Pakistan power consumers, which means everyone, have been screaming because of agonisingly high power bills. They received another shock on Monday, as NEPRA approved a quarterly tariff adjustment of Rs 3.2814 per unit. At the same time, they face the frustration of knowing that this sacrifice too will be in vain, as it will not reduce power sector circular debt, which reached Rs 2.31 trillion at the end of fiscal year 2023, and is still climbing. The caretaker government has also adopted a National Electric Plan which envisages continued tariff increases. True, tariff increases were part of the conditions set by the IMF for its latest loan, but have failed to create any ent in the circular debt mountain.
Power-sector circular debt is not the only problem the caretakers face. There is a large foreign debt, which the government only avoids default on because of roll-overs from friendly countries. There almost seems the assumption that such money is meant for the government to keep. However, there is also the domestic debt which has now reached Rs 39 trillion, up from Rs 30 trillion a year ago. The increase is a clear sign that the government is using the accumulation of more debt to cover up inefficiencies in its tax-collection machinery.
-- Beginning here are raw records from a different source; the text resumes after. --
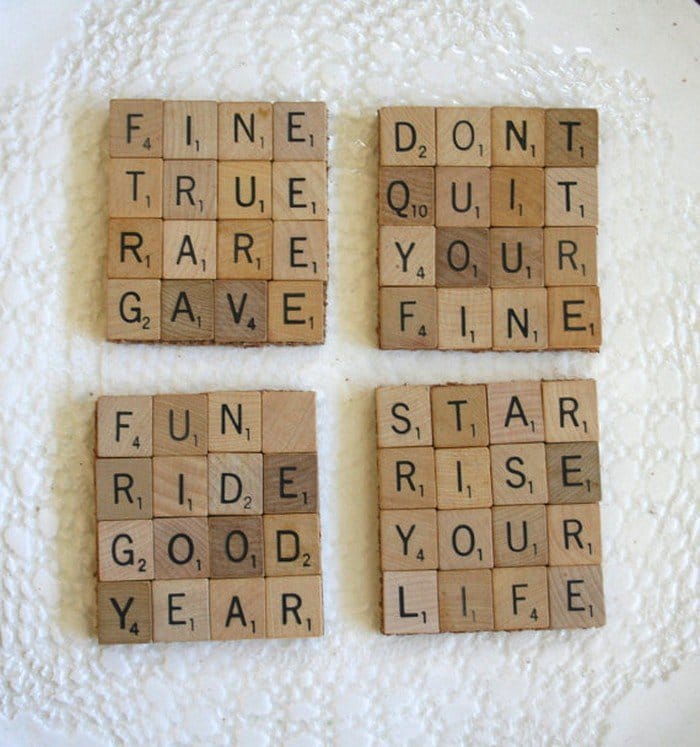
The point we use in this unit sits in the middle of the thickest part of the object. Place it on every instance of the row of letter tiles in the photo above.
(217, 609)
(553, 318)
(529, 598)
(206, 190)
(248, 131)
(149, 248)
(245, 312)
(472, 197)
(480, 136)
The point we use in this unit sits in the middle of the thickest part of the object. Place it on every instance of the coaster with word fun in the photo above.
(489, 507)
(207, 517)
(217, 222)
(487, 229)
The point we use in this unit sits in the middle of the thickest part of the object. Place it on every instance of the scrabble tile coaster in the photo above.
(487, 229)
(207, 517)
(217, 222)
(489, 507)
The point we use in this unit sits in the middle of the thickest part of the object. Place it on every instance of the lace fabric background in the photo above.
(354, 686)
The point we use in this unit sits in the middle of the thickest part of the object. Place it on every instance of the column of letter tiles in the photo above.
(489, 507)
(207, 517)
(218, 222)
(487, 228)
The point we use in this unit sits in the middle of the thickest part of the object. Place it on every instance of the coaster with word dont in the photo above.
(487, 229)
(217, 222)
(489, 507)
(207, 517)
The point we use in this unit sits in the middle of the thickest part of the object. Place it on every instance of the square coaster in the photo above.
(489, 507)
(207, 517)
(217, 222)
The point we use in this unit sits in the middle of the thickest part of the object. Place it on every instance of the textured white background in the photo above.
(634, 682)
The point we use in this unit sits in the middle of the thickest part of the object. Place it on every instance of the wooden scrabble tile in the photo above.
(300, 130)
(576, 597)
(133, 310)
(516, 257)
(408, 539)
(465, 600)
(289, 422)
(407, 255)
(235, 484)
(462, 257)
(124, 612)
(407, 136)
(517, 136)
(292, 544)
(181, 610)
(125, 426)
(463, 478)
(125, 550)
(574, 315)
(135, 248)
(459, 415)
(189, 190)
(236, 546)
(244, 249)
(520, 598)
(179, 424)
(573, 473)
(463, 136)
(517, 196)
(519, 474)
(464, 539)
(403, 416)
(245, 131)
(574, 534)
(181, 547)
(187, 310)
(294, 607)
(135, 188)
(245, 190)
(410, 602)
(135, 128)
(571, 196)
(407, 478)
(300, 250)
(189, 249)
(571, 137)
(190, 129)
(519, 318)
(570, 255)
(180, 486)
(462, 196)
(296, 311)
(237, 608)
(299, 190)
(519, 536)
(408, 318)
(515, 412)
(235, 421)
(240, 311)
(290, 483)
(406, 196)
(123, 489)
(570, 410)
(464, 319)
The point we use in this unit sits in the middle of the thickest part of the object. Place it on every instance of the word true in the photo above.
(487, 228)
(217, 222)
(207, 517)
(488, 507)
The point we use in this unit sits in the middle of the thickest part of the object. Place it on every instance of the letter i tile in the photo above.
(489, 507)
(207, 517)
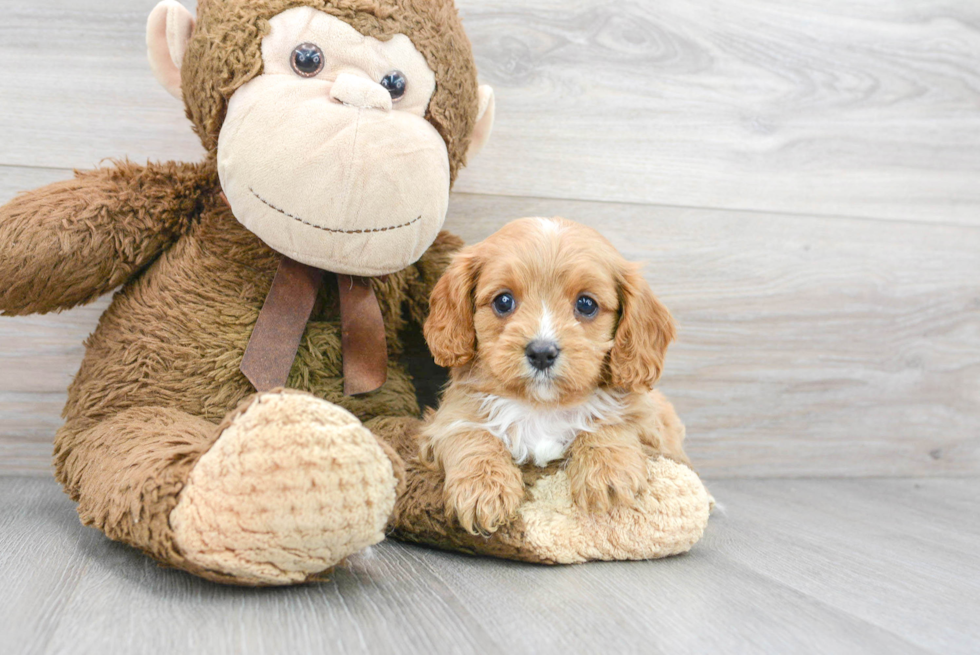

It could be argued that this is perhaps a more vicious debt trap than the external, The problem seems to be that the elite capture of the state now seems to be a losing proposition, at least as far as looting the resources of the state are concerned, and now seems to be limited to how much advantage can be sought for other businesses.
Part of the problem the country faces is that the caretakers are not even a collection of technocrats: a development economics PhD for Finance Minister and a textile magnate in charge of other economic ministries does not make it a technocratic government. At the same time, they have shown a propensity to seem ready to solve problems that should be left to an elected government. While there is no guarantee that an elected government will solve the issues facing the national economy, the very fact of its being accountable to the people, will ensure that it will do better than the caretakers, or at least not worse. The caretakers should focus on their job, which is to hold elections and hand over.